Optimization Tips for Finch

It's easy to ask Finch to run the same operation in different ways. However, different approaches have different performance. The right approach really depends on your particular situation. Here's a collection of general approaches that help Finch generate faster code in most cases.

Concordant Iteration

By default, Finch stores arrays in column major order (first index fast). When the storage order of an array in a Finch expression corresponds to the loop order, we call this concordant iteration. For example, the following expression represents a concordant traversal of a sparse matrix, as the outer loops access the higher levels of the tensor tree:

A = Tensor(
    Dense(SparseList(Element(0.0))),
    fsparse([2, 3, 4, 1, 3], [1, 1, 1, 3, 3], [1.1, 2.2, 3.3, 4.4, 5.5], (4, 3)),
)
s = Scalar(0.0)
@finch for j in _, i in _
    s[] += A[i, j]
end

# output

NamedTuple()

We can investigate the generated code with @finch_code. This code iterates over only the nonzeros in order. If our matrix is m × n with nnz nonzeros, this takes O(n + nnz) time.

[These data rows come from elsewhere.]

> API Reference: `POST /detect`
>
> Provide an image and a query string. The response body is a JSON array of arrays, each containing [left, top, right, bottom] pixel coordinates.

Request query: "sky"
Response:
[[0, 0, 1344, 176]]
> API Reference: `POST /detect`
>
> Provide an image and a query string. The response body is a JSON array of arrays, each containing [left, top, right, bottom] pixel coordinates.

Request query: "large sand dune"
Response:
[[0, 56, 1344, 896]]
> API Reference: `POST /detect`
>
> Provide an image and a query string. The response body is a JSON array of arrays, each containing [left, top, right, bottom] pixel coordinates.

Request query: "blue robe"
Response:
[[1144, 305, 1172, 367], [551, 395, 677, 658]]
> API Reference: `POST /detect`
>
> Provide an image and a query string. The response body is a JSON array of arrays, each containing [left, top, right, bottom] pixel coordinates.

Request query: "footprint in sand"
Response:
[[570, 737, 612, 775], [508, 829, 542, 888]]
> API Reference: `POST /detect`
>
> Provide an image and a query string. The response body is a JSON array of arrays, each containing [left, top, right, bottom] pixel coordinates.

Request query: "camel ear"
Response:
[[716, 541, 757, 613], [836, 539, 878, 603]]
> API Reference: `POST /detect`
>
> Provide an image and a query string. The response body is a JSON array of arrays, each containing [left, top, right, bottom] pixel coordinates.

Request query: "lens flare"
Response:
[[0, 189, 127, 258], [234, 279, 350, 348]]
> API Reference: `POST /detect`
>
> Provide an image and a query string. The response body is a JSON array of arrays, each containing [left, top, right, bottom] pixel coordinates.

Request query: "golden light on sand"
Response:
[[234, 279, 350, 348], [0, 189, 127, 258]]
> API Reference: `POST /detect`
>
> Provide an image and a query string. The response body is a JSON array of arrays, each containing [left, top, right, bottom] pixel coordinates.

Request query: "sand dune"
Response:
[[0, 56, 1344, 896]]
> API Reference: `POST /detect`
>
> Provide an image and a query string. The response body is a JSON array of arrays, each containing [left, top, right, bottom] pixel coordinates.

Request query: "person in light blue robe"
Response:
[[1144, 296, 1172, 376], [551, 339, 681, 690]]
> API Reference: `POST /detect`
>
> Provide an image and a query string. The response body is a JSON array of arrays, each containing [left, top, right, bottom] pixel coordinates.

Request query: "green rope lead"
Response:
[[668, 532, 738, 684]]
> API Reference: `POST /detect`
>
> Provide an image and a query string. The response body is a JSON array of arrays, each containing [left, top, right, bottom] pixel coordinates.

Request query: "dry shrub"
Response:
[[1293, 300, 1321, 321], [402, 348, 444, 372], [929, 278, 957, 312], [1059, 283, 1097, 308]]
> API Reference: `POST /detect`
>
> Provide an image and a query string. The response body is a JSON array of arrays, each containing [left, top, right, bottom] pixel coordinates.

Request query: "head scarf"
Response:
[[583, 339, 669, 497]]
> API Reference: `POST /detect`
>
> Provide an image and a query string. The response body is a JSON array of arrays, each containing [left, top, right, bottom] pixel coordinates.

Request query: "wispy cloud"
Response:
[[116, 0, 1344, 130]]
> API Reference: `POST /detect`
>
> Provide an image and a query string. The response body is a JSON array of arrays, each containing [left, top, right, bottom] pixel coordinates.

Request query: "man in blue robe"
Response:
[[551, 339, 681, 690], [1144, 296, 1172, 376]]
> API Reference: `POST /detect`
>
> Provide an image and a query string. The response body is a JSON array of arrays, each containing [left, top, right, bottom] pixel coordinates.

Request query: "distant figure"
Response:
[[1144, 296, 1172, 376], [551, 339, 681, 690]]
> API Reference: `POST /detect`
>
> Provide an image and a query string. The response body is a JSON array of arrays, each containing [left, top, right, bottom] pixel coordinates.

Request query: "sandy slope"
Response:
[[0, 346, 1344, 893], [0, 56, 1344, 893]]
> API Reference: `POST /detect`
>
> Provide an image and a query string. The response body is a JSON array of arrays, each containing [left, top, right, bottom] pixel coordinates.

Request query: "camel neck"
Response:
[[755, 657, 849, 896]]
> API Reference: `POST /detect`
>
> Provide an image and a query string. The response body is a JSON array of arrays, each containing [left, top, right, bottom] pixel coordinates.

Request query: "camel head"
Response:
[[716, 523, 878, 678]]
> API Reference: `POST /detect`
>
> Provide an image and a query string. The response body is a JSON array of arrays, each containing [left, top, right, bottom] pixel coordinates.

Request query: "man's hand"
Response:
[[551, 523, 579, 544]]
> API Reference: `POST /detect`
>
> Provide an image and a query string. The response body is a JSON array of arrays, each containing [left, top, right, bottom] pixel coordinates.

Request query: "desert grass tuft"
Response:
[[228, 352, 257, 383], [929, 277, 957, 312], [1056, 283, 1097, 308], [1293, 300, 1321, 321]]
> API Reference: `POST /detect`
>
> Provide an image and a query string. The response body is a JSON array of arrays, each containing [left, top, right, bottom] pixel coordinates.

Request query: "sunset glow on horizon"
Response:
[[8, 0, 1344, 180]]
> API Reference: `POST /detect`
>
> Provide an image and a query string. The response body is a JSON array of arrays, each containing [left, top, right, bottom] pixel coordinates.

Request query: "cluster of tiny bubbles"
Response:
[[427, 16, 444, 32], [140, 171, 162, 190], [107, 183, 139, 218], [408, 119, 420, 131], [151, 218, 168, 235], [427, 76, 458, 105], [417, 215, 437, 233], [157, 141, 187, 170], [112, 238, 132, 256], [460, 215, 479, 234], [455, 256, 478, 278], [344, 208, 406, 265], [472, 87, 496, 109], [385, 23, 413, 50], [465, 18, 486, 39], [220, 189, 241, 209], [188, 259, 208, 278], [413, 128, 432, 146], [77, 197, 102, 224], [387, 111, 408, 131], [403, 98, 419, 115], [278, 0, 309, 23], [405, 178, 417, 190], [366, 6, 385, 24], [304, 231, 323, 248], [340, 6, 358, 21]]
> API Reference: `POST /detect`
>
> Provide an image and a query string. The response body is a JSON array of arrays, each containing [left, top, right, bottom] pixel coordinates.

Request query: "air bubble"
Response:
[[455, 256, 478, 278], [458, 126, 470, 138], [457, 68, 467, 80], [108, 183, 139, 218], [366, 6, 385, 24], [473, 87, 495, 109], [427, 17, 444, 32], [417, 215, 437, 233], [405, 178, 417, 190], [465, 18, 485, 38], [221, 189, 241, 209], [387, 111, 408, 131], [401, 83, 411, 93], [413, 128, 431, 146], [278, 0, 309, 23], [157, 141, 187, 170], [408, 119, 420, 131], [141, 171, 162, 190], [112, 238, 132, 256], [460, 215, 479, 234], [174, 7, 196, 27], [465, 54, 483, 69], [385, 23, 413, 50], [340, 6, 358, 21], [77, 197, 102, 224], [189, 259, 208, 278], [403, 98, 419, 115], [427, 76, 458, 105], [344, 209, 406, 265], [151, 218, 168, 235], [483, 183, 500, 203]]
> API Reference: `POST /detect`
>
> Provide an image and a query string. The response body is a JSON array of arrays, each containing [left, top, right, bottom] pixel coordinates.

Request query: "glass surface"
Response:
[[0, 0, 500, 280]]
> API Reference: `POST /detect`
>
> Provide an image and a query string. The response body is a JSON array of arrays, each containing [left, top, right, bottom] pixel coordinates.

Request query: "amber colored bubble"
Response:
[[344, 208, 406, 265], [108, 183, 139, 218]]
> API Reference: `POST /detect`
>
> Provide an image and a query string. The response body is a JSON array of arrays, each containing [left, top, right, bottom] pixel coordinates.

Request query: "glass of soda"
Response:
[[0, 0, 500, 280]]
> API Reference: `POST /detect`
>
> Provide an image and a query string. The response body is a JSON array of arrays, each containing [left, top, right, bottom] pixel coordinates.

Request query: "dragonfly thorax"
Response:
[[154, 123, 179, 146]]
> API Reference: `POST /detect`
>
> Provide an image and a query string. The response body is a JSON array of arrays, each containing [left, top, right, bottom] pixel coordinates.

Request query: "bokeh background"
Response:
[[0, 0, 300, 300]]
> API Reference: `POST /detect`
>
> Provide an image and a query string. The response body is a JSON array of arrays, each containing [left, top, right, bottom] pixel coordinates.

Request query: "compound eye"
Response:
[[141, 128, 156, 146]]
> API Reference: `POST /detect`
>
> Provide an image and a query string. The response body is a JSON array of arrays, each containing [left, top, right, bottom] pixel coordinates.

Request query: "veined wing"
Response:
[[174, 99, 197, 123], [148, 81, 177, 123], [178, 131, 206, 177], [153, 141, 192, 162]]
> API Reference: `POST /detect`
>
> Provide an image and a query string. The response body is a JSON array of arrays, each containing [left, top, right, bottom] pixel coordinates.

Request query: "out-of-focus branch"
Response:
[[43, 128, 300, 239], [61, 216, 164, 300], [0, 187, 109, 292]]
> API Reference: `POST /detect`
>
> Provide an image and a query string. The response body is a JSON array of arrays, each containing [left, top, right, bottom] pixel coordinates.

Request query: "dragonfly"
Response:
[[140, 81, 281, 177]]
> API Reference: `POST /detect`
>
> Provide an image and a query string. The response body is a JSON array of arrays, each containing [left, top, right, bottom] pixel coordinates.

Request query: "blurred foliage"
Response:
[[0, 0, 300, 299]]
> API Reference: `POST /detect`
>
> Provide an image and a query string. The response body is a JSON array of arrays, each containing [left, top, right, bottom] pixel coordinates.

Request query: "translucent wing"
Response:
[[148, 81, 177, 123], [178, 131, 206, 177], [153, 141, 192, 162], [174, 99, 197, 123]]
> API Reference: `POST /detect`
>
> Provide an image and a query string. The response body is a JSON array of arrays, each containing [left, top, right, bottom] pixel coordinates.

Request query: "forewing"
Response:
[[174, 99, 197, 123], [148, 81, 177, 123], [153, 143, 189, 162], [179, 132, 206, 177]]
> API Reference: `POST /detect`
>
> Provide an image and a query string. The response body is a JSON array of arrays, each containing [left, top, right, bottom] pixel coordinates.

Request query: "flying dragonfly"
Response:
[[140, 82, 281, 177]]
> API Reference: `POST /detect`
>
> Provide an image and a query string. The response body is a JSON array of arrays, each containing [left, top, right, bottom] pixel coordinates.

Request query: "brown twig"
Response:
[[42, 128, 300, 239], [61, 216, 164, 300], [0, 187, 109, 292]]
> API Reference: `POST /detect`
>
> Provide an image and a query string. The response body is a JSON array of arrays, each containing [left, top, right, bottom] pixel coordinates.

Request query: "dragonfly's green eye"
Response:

@finch_code for j in _, i in _
    s[] += A[i, j]
end

# output

quote
    s_data = (ex.bodies[1]).body.body.lhs.tns.bind
    s_val = s_data.val
    A_lvl = (ex.bodies[1]).body.body.rhs.tns.bind.lvl
    A_lvl_stop = A_lvl.shape
    A_lvl_2 = A_lvl.lvl
    A_lvl_2_ptr = A_lvl_2.ptr
    A_lvl_2_idx = A_lvl_2.idx
    A_lvl_2_stop = A_lvl_2.shape
    A_lvl_3 = A_lvl_2.lvl
    A_lvl_3_val = A_lvl_3.val
    for j_3 = 1:A_lvl_stop
        A_lvl_q = (1 - 1) * A_lvl_stop + j_3
        A_lvl_2_q = A_lvl_2_ptr[A_lvl_q]
        A_lvl_2_q_stop = A_lvl_2_ptr[A_lvl_q + 1]
        if A_lvl_2_q < A_lvl_2_q_stop
            A_lvl_2_i1 = A_lvl_2_idx[A_lvl_2_q_stop - 1]
        else
            A_lvl_2_i1 = 0
        end
        phase_stop = min(A_lvl_2_i1, A_lvl_2_stop)
        if phase_stop >= 1
            if A_lvl_2_idx[A_lvl_2_q] < 1
                A_lvl_2_q = Finch.scansearch(A_lvl_2_idx, 1, A_lvl_2_q, A_lvl_2_q_stop - 1)
            end
            while true
                A_lvl_2_i = A_lvl_2_idx[A_lvl_2_q]
                if A_lvl_2_i < phase_stop
                    A_lvl_3_val_2 = A_lvl_3_val[A_lvl_2_q]
                    s_val = A_lvl_3_val_2 + s_val
                    A_lvl_2_q += 1
                else
                    phase_stop_3 = min(phase_stop, A_lvl_2_i)
                    if A_lvl_2_i == phase_stop_3
                        A_lvl_3_val_2 = A_lvl_3_val[A_lvl_2_q]
                        s_val += A_lvl_3_val_2
                        A_lvl_2_q += 1
                    end
                    break
                end
            end
        end
    end
    result = ()
    s_data.val = s_val
    result
end

When the loop order does not correspond to storage order, we call this discordant iteration. For example, if we swap the loop order in the above example, then Finch needs to randomly access each sparse column for each row i. We end up needing to find each (i, j) pair because we don't know whether it will be zero until we search for it. In all, this takes time O(n * m * log(nnz)), much less efficient! We shouldn't randomly access sparse arrays unless we really need to and they support it efficiently!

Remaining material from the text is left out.